2021年11月25日(木)、コープ自然派兵庫(ビジョン未来と環境主催)は「みんな電力」・山下麻美さんを講師にオンライン学習会を開催、自然エネルギーの現状や電力会社の選び方について聴きました。
石炭火力高依存の日本
地球温暖化の影響で再生可能エネルギー(再エネ)の普及が進んでいます。2021年7月、カナダで最高気温が47.5℃を記録し170ヵ所以上もの火災が発生、中国河南省では3日間で1年分の雨量を記録。このまま温暖化対策を実施しなければ、2100年には世界平均気温が最大4.8℃上昇し(パリ協定の目標2℃以下)、日本の真夏日(最高気温30℃以上)の年間日数予測が西日本太平洋側で約141日(現在約73日)に、また、海水面の上昇(約1.1m)で国土の約30%を失うことが予測されています。

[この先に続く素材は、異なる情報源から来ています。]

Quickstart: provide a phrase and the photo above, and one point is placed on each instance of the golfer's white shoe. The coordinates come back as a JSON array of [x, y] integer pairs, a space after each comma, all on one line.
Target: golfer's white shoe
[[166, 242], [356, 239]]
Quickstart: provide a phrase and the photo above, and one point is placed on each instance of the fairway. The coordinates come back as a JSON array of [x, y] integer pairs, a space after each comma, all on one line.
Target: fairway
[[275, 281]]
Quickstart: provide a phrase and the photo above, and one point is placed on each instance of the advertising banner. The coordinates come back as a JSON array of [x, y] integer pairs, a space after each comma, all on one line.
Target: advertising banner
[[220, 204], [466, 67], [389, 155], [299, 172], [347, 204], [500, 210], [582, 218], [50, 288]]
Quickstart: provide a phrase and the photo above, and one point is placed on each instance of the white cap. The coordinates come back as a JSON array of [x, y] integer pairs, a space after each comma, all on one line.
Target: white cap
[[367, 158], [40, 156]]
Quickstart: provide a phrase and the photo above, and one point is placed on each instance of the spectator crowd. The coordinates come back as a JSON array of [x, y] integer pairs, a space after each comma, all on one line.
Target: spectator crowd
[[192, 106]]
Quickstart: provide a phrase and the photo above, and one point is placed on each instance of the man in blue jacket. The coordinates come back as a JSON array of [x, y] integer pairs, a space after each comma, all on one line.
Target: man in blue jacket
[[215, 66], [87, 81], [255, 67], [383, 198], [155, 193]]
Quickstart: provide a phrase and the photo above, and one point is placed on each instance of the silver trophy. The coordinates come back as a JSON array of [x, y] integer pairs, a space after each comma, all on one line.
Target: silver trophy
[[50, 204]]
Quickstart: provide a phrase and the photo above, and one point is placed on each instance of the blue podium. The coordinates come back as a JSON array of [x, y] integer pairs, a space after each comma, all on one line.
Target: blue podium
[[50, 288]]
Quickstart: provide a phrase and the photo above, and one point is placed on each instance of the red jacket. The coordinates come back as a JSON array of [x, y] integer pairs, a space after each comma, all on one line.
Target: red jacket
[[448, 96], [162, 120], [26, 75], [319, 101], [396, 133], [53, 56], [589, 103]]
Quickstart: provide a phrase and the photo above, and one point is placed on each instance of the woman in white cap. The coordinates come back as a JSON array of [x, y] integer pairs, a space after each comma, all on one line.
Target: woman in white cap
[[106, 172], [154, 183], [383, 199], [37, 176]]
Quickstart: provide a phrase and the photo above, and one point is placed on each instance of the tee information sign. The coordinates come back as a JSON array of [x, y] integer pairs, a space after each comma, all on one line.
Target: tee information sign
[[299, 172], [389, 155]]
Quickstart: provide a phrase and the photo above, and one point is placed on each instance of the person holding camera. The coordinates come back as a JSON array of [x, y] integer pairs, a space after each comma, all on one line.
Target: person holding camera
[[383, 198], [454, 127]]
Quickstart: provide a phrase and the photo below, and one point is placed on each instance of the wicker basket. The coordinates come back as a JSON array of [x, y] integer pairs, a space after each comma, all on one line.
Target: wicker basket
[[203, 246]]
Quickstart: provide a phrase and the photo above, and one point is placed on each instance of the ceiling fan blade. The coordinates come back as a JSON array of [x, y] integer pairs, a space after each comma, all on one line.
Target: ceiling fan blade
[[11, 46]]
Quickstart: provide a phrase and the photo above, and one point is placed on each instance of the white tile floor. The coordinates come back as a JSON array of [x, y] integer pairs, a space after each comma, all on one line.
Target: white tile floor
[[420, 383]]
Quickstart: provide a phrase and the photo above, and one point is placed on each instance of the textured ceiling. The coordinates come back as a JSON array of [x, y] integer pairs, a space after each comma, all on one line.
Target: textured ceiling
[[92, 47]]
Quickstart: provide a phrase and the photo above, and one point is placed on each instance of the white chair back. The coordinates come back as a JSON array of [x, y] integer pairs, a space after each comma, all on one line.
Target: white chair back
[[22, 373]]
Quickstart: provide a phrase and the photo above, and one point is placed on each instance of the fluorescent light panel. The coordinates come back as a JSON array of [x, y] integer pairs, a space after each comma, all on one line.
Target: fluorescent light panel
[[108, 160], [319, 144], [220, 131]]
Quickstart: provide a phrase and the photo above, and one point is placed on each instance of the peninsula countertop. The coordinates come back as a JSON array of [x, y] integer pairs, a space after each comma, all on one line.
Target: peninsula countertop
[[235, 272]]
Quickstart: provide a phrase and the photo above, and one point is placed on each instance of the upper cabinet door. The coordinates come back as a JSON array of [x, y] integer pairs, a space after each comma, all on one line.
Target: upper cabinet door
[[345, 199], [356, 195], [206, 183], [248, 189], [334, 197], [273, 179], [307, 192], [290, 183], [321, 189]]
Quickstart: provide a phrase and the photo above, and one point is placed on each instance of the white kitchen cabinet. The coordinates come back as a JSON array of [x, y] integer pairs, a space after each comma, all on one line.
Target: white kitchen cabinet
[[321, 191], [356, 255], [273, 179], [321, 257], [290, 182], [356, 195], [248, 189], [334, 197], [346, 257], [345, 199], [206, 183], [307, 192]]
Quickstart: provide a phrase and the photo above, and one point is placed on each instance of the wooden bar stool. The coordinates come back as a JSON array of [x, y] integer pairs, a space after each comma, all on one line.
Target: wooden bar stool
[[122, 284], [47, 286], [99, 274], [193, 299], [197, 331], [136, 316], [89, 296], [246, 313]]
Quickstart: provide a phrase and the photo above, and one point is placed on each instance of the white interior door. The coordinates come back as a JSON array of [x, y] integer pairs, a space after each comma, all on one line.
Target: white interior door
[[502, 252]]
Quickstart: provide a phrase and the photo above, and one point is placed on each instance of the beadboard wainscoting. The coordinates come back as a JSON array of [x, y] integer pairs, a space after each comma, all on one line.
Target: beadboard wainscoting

温室効果ガスの総排出量に占める二酸化炭素の割合は全体の76%、うち化石燃料の起源が65%です。福島第一原発事故をきっかけに、日本は二酸化炭素を排出する火力発電への依存が進み、世界で5番目の二酸化炭素排出国になりました。
気候変動へのアクション
1日1世帯が排出する二酸化炭素は約11.37kgCO2、体積にするとサッカーボール1137個分になり、その46.7%が電気由来。地球温暖化対策には私たち1人ひとりの行動が重要で、電力会社の切り替えは持続的で簡単にできる気候変動へのアクションです。電力会社を選ぶポイントとして「二酸化炭素を排出しない」「枯渇することのない資源が原料である」「電源構成などの情報開示をしていること」があります。

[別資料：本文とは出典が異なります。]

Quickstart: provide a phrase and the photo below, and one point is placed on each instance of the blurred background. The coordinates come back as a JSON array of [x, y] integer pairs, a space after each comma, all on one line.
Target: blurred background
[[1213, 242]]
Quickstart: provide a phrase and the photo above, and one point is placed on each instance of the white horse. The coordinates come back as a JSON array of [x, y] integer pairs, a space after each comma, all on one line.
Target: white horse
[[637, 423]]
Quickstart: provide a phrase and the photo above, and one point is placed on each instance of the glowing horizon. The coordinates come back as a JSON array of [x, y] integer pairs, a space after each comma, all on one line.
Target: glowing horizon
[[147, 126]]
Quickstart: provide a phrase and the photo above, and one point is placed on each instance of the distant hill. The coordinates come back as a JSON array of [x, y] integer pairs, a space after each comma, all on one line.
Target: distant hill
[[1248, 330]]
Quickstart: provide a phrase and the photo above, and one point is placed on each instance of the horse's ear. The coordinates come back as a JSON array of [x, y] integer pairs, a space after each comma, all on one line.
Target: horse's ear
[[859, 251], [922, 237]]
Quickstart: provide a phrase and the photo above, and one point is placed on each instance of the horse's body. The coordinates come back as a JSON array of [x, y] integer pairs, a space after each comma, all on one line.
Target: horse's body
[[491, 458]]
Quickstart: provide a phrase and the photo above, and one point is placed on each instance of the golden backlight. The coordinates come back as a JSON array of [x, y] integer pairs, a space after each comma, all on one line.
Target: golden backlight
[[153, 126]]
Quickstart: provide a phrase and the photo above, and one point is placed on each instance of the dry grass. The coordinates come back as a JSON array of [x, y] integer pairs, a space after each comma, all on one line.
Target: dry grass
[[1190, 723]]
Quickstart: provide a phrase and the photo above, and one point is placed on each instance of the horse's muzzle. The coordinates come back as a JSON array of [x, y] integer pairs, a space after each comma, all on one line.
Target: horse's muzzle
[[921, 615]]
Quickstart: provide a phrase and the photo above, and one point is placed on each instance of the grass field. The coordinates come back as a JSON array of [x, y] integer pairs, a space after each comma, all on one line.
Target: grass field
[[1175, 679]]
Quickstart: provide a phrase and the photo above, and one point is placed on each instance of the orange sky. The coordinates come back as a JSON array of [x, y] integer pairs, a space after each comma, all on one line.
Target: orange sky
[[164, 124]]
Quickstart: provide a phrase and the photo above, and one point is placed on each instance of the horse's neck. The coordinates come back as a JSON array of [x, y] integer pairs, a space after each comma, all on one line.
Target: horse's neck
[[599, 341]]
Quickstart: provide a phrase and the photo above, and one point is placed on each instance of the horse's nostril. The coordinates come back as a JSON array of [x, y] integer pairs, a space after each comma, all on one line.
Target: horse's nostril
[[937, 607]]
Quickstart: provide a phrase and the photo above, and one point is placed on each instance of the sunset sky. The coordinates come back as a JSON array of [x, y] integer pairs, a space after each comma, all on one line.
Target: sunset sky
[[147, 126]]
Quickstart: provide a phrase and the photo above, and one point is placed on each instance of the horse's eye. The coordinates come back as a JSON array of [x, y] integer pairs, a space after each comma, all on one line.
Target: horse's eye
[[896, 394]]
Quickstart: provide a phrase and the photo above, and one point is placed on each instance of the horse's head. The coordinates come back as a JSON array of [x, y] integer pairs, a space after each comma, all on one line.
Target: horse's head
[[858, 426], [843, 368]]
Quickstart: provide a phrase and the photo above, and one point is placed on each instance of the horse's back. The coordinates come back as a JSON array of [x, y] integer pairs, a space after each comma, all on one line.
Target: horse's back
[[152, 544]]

再エネは太陽光・風力・水力・地熱・バイオマス発電など自然界に存在するエネルギーのことで、環境の負担が少なく枯渇する心配がありません。2016年4月、電力自由化がスタートし、電力料金の支払い先を選べるようになりました。現在、新電力会社が約700社あり、再エネは約70プラン、大きく4つのプランに分かれ、Aプラン:再エネ100%(太陽光、風力など)、Bプラン:FIT(固定価格買い取り制度)100%(税金による再エネ)、Cプラン:既存再エネ100%(電力会社が保有する大型水力など、国際的には評価されていない)、Dプラン:非再エネ(火力電源・市場調達)です。「みんな電力」ではAとBの再エネプランを主に扱っています。
電気を通じたつながり
みんなで未来を変えていく電力をコンセプトに運営する「みんな電力」は、「再生可能エネルギー利用率がトップクラス」「顔の見える電力」「さまざまなサービス」といった特徴をもち、東京都内の小売り電気事業者の中で再エネ比率68.7%とトップクラスの実績(2018年度)があります。「顔の見える電力」は全国の約600ヵ所以上の発電所から生産者を選ぶことができるサービスです。強い思いとこだわりを持つ生産者からの購入を通じて過疎地域の経済活性化、福島復興、耕作放棄地の解消などの課題解決を支援できます。また、個人向けプランでは、選んだ発電所に応援金が支払われる「発電所応援」サービスがあり、「発電所ツアー」では見学会やオンライン上映による事業者と利用者をつなぐ取り組みも行われているということです。そして、2021年10月に「みんなプラン」という個人プランが誕生。大手電力会社より料金が安く、電力市場に左右されない安定した価格を担保し、再エネ100%、原子力や火力に依存していない電気です。
コープ自然派兵庫は姫路・神戸・西宮センターで利用する電気を「みんな電力」に切り替えました。生産者は南あわじ市の「比久尼池水上太陽光発電所」という水上浮体式の発電所です。比久尼池田主(水利組合)が管理する農業用溜池の比久尼池に太陽光パネルを浮かべて発電しています。野菜や米の栽培に使用され、水質への影響がなく、利用することで、生産地応援につながります。